The movie is more fundamentally about what it is to exist and believe in hope. Every science fiction film with a desolate Earth as a backdrop does not make that its main focus, and neither does WALL*E. I’ve let WALL*E roll around in my head for around a week and a half since seeing it, and I can’t shake it (a good thing). It would be one thing if I were exploding with praise the day after seeing it, but the fact that it’s still as captivating almost two weeks later, to me, means the movie has to be the real deal. This movie falls under the Important Cinema banner regardless of what piece of its narrative you fall in love with. This really could be one of the movies people will still argue about in 25, 50, or 100 years.

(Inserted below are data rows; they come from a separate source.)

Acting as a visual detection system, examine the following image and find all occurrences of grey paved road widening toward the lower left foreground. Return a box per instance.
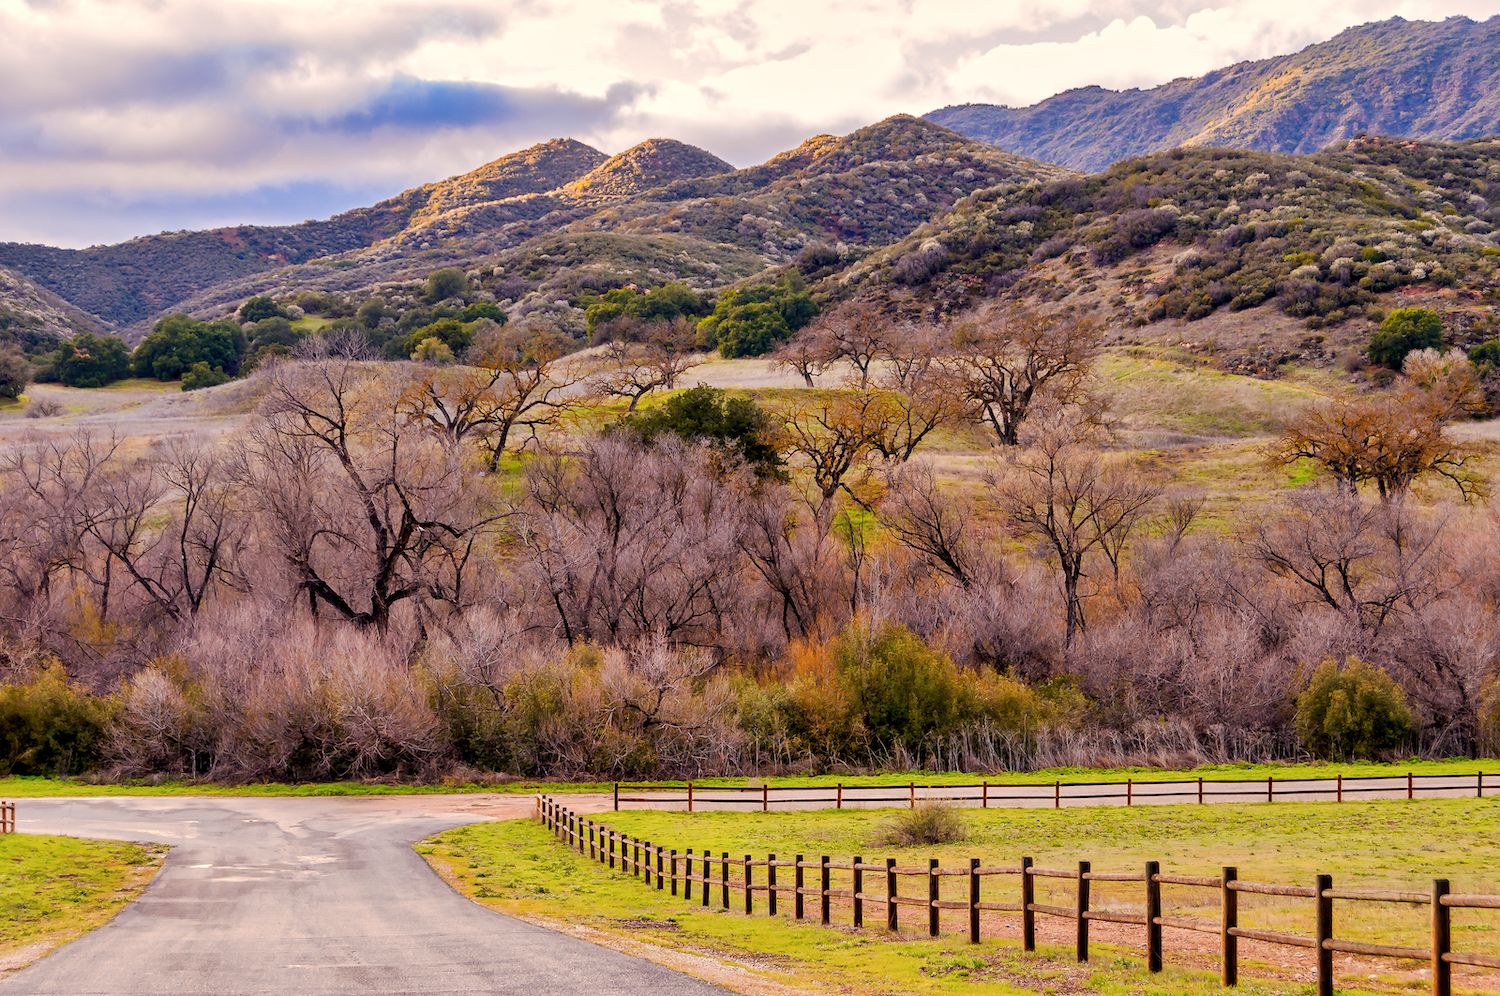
[0,795,723,996]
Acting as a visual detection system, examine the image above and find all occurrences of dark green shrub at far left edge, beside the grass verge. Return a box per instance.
[0,660,113,776]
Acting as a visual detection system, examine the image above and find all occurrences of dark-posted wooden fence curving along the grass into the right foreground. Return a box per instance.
[537,795,1500,996]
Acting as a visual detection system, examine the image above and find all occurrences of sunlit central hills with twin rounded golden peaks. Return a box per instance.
[138,116,1068,332]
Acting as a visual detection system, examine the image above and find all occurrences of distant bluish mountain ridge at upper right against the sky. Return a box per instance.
[927,17,1500,171]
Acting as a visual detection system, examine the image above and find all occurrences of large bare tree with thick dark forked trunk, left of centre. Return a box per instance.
[243,359,501,630]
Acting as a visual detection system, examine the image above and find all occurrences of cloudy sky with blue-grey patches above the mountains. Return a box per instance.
[0,0,1500,246]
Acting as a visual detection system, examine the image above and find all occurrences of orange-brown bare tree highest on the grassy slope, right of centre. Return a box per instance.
[947,305,1104,446]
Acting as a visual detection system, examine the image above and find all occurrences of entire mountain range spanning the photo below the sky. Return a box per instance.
[0,17,1500,369]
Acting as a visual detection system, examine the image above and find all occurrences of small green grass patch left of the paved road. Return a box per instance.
[0,834,167,977]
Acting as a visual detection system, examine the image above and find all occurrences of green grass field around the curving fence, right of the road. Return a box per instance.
[420,800,1500,993]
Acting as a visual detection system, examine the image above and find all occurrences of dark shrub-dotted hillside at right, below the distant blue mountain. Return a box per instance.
[824,140,1500,371]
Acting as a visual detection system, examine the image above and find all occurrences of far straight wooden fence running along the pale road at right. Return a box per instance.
[614,771,1500,813]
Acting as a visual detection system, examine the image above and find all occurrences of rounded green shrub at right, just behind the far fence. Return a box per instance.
[1296,657,1415,759]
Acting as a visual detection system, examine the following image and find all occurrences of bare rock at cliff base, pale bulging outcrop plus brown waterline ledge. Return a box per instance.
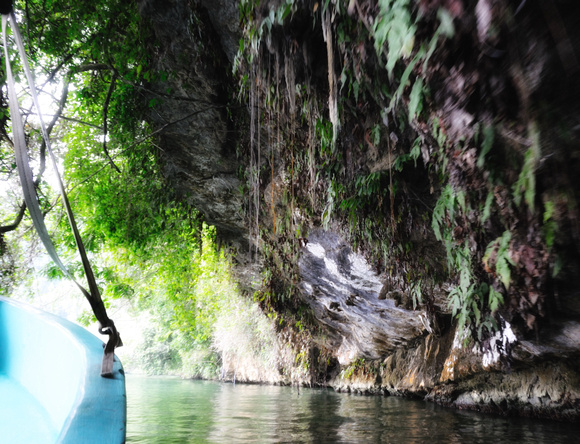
[299,230,580,421]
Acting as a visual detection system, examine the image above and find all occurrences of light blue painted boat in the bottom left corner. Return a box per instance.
[0,297,127,444]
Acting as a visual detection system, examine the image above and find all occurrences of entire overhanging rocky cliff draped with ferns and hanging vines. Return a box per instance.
[141,0,580,420]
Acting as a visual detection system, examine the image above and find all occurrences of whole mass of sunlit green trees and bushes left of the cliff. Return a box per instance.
[0,1,279,378]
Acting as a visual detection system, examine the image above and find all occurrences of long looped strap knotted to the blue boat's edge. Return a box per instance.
[0,0,123,377]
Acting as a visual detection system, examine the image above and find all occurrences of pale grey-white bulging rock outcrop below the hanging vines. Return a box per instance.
[299,230,426,364]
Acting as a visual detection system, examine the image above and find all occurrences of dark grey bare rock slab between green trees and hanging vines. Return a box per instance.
[140,0,247,250]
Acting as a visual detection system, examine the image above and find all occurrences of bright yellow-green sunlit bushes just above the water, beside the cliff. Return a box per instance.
[94,219,275,378]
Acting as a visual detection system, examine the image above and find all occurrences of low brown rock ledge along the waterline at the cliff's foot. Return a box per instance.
[329,324,580,422]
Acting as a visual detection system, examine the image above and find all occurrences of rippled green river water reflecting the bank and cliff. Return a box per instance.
[127,375,580,444]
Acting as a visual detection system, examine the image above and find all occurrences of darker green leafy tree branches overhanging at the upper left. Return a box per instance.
[0,0,165,260]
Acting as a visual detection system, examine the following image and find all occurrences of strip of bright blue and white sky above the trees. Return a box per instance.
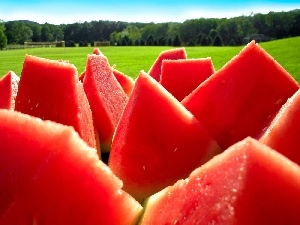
[0,0,300,24]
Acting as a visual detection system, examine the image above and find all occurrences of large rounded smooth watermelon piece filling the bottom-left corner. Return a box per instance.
[0,109,142,225]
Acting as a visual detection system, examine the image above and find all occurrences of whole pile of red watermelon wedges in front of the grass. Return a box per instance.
[0,41,300,225]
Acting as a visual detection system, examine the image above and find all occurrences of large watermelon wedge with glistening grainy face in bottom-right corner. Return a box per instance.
[139,138,300,225]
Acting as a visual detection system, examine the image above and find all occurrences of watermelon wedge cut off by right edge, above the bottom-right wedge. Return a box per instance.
[259,90,300,165]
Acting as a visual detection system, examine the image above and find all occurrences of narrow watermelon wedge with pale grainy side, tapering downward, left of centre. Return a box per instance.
[83,54,128,152]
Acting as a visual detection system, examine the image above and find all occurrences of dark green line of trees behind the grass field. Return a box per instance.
[0,9,300,49]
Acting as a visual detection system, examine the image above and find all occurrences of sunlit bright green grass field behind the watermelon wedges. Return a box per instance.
[0,37,300,82]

The plot, when it finally arrives, has a few unforgivable holes, but the thing never stops being a marvel to behold, and the concept holds steady. When it comes to moral convictions, Pixar’s screenplays always score where most mainstream family stories fail. “Change is nature” formed the heart of Ratatouille. “They keep creating new standards to celebrate mediocrity,”‘ fumed The Incredibles. There’s a darker contemporary hook in Wall*E when a former Earth leader (Fred Willard) encourages his minions to “‘stay the course,” but that was Pixar’s rhetoric before it belong to the Bush administration. Thirteen years after Toy Story, Pixar has stayed its own unique course.
When Jeffrey Wells decided to make a fuss about Andrew Stanton talking to Christianity Today‘s Mark Moring, I joined a few others in responding appropriately. And there was eventually a sharp reply from Mark Moring himself.
More reviews of the film are piling up at GreenCine Daily.
Hancock, meanwhile, ain’t lookin’ so good.